Given a triangle \(ABC\) in \(xy\)-plane, we evaluate the function \(f\) at its vertices. The vertex with the largest value of \(f\) (for example, \(C\)) might get replaced by its reflection. One could imagine reflecting \(C\) about the opposite side \(AB\) by dropping a perpendicular line from \(C\) onto \(AB\) and following it. However, this kind of reflection is not invariant under linear transformations of \(xy\) plane, such as the scaling of coordinates. The Nelder-Mead method uses reflection about the midpoint of \(AB\text{.}\) The midpoint can be computed as \(M = (A+B)/2\text{,}\) and then the reflected point is

\begin{equation} R = 2M - C \label{eq-nm-reflection}\tag{33.1.1} \end{equation}

However, it would be pointless to replace \(C\) by \(R\) if this did not make the function smaller. So the replacement only happens if \(f(R)\lt f(C)\text{.}\) Otherwise the program stops and reports the center \((A+B+C)/3\) of the last computed triangle as an approximate point of minimum. This is a “reflection-only” version of the Nelder-Mead method.

Minimize the function

\begin{equation} f(\mathbf x) = x_1^4 + x_2^2 - \sin(x_1+x_2)\label{eq-objective-function-sine}\tag{33.1.2} \end{equation}

using the reflection-only version of the Nelder-Mead method. Use a random starting point randn(2, 1) as one vertex \(A\) of the initial triangle, and let other vertices be \(A+h\mathbf e_1\text{,}\) \(A+h\mathbf e_2\) with small \(h = 0.01\) (this makes a small right isosceles triangle). Plot the path of the search.

Solution

It is convenient to arrange column vectors \(A, B, C\) into a matrix \(T\) representing a triangle. This makes it easy to replace the vertex with greatest value of \(f\) after identifying it with two-output max command. The command mean(T, 2) computes the mean \((A+B+C)/3\) while sum(T, 2) is \(A+B+C\text{.}\)
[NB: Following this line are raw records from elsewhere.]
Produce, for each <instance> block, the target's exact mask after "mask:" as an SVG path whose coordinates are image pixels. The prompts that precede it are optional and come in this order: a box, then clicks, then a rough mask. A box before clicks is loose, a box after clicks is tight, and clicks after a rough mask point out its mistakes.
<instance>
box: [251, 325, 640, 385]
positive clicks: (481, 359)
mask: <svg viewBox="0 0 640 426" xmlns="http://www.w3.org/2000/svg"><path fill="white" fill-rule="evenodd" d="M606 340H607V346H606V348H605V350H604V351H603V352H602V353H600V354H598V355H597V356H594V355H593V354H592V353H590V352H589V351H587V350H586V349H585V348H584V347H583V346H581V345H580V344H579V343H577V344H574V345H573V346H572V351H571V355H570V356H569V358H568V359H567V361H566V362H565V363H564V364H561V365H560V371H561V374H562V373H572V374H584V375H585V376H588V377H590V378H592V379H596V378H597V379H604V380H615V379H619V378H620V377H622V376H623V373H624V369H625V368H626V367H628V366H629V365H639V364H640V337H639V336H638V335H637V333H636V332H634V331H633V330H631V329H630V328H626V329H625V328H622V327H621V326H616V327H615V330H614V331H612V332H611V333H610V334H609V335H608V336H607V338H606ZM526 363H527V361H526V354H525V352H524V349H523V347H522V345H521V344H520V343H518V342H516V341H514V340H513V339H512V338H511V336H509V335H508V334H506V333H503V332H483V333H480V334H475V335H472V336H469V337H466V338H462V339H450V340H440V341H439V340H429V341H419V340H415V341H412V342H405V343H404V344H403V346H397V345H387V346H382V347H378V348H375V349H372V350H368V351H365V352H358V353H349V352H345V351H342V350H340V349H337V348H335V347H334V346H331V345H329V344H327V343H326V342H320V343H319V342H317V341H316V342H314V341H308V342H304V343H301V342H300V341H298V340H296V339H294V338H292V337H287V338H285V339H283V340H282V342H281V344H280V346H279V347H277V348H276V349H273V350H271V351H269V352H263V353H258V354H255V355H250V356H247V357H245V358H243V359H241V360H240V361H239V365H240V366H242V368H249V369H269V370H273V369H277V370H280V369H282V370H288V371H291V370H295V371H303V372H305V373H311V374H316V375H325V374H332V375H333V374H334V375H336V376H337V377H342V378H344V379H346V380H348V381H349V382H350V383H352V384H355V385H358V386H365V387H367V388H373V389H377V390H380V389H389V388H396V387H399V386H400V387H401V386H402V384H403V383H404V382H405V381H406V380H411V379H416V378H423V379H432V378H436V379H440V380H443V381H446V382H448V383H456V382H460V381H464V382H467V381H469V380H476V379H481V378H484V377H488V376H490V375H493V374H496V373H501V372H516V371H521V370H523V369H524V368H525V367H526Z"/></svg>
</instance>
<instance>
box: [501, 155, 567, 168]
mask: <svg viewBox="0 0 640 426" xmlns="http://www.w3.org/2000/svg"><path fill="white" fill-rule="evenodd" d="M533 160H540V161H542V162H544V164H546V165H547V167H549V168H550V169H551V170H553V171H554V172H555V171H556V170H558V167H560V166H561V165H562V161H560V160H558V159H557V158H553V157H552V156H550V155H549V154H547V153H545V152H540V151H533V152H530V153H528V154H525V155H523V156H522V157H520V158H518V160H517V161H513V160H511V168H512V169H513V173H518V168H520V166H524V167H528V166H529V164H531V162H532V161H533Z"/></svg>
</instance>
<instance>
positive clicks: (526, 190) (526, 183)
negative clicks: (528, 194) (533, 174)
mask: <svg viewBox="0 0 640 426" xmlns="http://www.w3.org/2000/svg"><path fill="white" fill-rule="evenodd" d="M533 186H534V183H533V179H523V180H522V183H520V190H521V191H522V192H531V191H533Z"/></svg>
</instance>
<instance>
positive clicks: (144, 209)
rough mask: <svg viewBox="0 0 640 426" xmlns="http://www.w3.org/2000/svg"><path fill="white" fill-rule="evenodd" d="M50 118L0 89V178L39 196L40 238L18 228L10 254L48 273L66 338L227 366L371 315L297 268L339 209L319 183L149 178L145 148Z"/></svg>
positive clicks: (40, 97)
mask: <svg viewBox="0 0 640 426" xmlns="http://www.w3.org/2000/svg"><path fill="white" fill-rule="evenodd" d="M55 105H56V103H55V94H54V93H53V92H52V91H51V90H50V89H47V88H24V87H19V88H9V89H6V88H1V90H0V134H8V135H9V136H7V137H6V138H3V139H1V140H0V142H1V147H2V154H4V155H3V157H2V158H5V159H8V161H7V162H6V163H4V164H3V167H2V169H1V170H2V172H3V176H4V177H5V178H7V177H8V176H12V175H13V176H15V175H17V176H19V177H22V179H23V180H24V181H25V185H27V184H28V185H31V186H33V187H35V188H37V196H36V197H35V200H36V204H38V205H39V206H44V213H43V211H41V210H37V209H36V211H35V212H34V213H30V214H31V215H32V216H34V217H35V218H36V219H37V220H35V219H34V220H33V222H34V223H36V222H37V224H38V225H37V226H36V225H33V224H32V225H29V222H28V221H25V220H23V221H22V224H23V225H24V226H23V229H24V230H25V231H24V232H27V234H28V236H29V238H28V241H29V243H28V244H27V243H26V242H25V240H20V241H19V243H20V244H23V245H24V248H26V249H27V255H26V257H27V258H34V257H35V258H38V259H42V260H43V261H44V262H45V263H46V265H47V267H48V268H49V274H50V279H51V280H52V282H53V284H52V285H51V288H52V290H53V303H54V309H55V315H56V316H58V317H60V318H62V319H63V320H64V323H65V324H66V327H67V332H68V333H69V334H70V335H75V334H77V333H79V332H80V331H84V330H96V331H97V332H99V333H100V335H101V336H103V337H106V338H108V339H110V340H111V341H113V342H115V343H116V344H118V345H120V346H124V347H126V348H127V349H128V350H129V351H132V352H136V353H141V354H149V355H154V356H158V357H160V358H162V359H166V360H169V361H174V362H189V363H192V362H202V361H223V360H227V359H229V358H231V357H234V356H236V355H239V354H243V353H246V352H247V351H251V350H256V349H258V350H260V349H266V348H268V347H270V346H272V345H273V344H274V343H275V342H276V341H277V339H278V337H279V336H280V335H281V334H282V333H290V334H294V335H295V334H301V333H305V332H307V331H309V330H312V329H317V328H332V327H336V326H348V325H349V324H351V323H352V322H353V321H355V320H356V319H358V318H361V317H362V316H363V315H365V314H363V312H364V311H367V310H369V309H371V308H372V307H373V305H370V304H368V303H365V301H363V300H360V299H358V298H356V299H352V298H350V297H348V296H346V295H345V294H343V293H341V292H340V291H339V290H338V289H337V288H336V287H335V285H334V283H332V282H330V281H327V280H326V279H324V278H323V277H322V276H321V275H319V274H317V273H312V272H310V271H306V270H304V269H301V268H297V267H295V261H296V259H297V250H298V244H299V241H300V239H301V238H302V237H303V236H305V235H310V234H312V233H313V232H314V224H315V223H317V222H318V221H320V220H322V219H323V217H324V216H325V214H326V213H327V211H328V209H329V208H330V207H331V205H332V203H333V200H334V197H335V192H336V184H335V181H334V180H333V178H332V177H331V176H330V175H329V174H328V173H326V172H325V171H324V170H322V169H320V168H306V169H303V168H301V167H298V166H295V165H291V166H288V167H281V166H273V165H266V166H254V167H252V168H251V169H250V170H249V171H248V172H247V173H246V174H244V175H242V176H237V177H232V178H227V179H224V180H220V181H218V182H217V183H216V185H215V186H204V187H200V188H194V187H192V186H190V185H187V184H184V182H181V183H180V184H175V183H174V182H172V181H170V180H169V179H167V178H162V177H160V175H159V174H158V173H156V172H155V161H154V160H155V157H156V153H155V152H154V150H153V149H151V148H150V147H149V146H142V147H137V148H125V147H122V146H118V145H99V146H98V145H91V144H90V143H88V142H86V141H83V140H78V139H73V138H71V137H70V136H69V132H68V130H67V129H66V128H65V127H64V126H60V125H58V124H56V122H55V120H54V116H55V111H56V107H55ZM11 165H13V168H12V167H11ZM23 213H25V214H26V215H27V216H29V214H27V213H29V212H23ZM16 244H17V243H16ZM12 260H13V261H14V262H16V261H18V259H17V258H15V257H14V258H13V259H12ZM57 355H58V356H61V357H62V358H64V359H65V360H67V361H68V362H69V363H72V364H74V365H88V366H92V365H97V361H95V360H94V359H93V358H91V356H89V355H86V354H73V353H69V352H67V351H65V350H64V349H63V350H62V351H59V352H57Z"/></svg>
f = @(x) x(1)^4 + x(2)^2 - sin(x(1)+x(2));

A = randn(2, 1);
B = A + [0.01; 0];
C = A + [0; 0.01];
T = [A B C];
max_tries = 10000;
path = zeros(2, max_tries);

for k = 1:max_tries
    path(:, k) = mean(T, 2);
    values = [f(T(:,1)) f(T(:,2)) f(T(:,3))];
    [fmax, ind] = max(values);
    M = (sum(T, 2) - T(:, ind))/2;  % midpoint of opposite side
    R = 2*M - T(:, ind);
    if f(R) < fmax
        T(:, ind) = R;
    else 
        break
    end
end

plot(path(1, 1:k), path(2, 1:k), '-+')
if k < max_tries
    x = mean(T, 2);
    fprintf('Found x = (%g, %g) with f(x) = %g after %d steps\n', x, f(x), k);
else
    disp('Failed to converge')
end